Research Specialists

Justin Poe

Justin Poe is a student of the Islamic sciences. He completed a B.A. in English Language and Literature from Stevenson University and thereafter pursued sacred knowledge full-time. He studied in Baltimore for four years under Shaykh Yaseen Shaikh at Masjid al-Rahmah’s ʿālimiyya program, and then transferred to Darussalam Seminary in Lombard, IL and completed his studies under the eminent teachers and guides in the full-time seminary program. He remained in Chicago for another year to study at Darul Qasim, taking courses in their Advanced Islamic Studies program. Afterward, he pursued post-graduate studies and attended Zaytuna College’s M.A. program in Islamic Texts, with a concentration in theology and philosophy, graduating in May of 2022. He now works full-time as a research specialist at Brandeis University under ASIPT’s director, Dr.
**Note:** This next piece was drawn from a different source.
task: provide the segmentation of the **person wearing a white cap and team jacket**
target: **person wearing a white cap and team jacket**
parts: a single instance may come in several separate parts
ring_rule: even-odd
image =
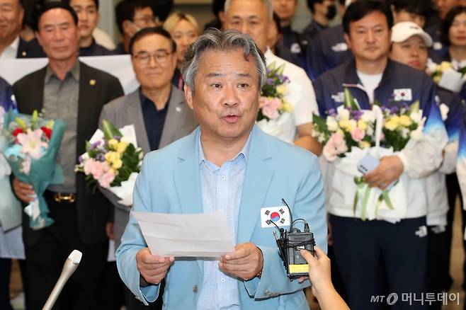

Aaron Spevack, and teaches locally at INK Baltimore Seminary.

Marwan Tayyan

Marwan Tayyan has an M.A. in Islamic texts from Zaytuna College, where he studied advanced Arabic texts in the classical Islamic kalām and falsafa traditions, with an emphasis on the application of the ancillary sciences (ʿulūm al-ʿāla) including grammar, logic, and rhetoric. Though his primary academic research interests are in epistemology, metaphysics, and theology, his broader vision is one in which Muslim communities in western societies have a general grasp of how the Islamic sciences function as a pedagogical system and of how they offer the most effective tools for understanding and tackling contemporary intellectual challenges with wisdom and guidance.

Staff

Michaela Spampinato

Michaela Spampinato is the Project Coordinator for ASIPT and Managing Editor of the The Journal of Islamic Philosophy. In addition to her work here, she teaches First Year Writing at Babson College. She has a Bachelor’s Degree in English and Spanish from Wesleyan University and a Master of Fine Arts in Creative Writing from New Mexico State University. She writes fiction in her spare time. Her book Who I Thought You Were is forthcoming from the Permanent Press.